JONES V. COM.
CRIMINAL: Double Jeopardy
PUBLISHED: AFFIRMING (HENRY)
DATE RENDERED: 9/29/2006
Commonwealth properly amended the indictment against Defendant originally charged with (1) operating a motor vehicle while DUI (fourth or greater offense), (2) driving on a suspended license (which had been suspended for DUI) while again driving under the influence (third offense), (3) second-degree wanton endangerment, (4) driving with no insurance, and (5) being a first-degree persistent felony offender.
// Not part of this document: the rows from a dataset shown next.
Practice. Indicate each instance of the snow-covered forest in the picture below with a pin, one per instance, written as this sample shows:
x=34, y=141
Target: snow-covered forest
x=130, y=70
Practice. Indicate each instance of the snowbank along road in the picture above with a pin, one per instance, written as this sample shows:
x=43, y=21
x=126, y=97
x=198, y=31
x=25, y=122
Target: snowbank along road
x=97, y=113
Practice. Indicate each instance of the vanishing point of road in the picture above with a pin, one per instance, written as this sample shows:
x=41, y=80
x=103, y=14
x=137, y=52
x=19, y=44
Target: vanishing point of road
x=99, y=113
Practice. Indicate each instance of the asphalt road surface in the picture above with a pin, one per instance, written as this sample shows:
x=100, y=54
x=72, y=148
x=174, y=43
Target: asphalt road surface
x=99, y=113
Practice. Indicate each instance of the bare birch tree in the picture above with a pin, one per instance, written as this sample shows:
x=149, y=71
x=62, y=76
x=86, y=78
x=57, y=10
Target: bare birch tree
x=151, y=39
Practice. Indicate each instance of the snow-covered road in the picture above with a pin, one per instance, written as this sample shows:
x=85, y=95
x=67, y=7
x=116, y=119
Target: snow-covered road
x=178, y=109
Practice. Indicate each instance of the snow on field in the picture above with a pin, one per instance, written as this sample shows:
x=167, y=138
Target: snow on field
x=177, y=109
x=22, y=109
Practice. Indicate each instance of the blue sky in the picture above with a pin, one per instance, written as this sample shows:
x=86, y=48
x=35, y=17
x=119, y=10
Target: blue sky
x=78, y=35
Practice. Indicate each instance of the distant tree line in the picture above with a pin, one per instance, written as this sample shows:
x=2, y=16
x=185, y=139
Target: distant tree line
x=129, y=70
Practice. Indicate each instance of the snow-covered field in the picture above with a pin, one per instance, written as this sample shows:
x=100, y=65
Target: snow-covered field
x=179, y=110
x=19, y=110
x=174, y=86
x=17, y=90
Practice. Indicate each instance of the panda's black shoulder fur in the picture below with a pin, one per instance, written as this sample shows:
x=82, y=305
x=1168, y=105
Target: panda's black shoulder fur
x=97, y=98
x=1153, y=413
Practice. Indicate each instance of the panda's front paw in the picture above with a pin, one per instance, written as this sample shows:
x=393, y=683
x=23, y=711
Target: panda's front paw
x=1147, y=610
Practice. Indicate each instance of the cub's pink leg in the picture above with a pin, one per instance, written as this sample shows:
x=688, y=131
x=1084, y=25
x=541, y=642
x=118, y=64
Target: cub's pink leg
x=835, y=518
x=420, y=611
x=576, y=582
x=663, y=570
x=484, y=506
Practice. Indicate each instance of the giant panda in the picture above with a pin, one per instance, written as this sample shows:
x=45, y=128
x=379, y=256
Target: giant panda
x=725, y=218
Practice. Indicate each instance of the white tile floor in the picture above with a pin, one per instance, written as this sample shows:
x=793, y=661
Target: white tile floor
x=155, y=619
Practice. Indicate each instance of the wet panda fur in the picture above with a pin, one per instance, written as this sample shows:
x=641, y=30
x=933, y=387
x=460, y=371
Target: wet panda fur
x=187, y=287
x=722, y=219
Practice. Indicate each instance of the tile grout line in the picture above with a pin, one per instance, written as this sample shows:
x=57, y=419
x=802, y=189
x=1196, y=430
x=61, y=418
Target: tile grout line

TC properly permitted the Commonwealth to amend Count One of the indictment down to DUI second offense, Count Two of the indictment down to a second offense, and Count Five of the indictment to being a first-degree PFO. In doing so, the Commonwealth intended to apply one of Jones’ prior DUI convictions to the PFO charge instead of the DUI charge to avoid the double enhancement problem. There is nothing within any of the provisions of KRS 189A.010 that purport to limit a prosecutor’s discretion to bring whatever charges he or she sees fit against a defendant or to amend those charges. Accordingly, CA rejected Jones’ contention that KRS 189A.010 prohibits the amendment to the indictment that was allowed in this case.
Finally, a conviction for DUI and the use of that DUI as an aggravating factor in a suspended license conviction does not place a Defendant in double jeopardy.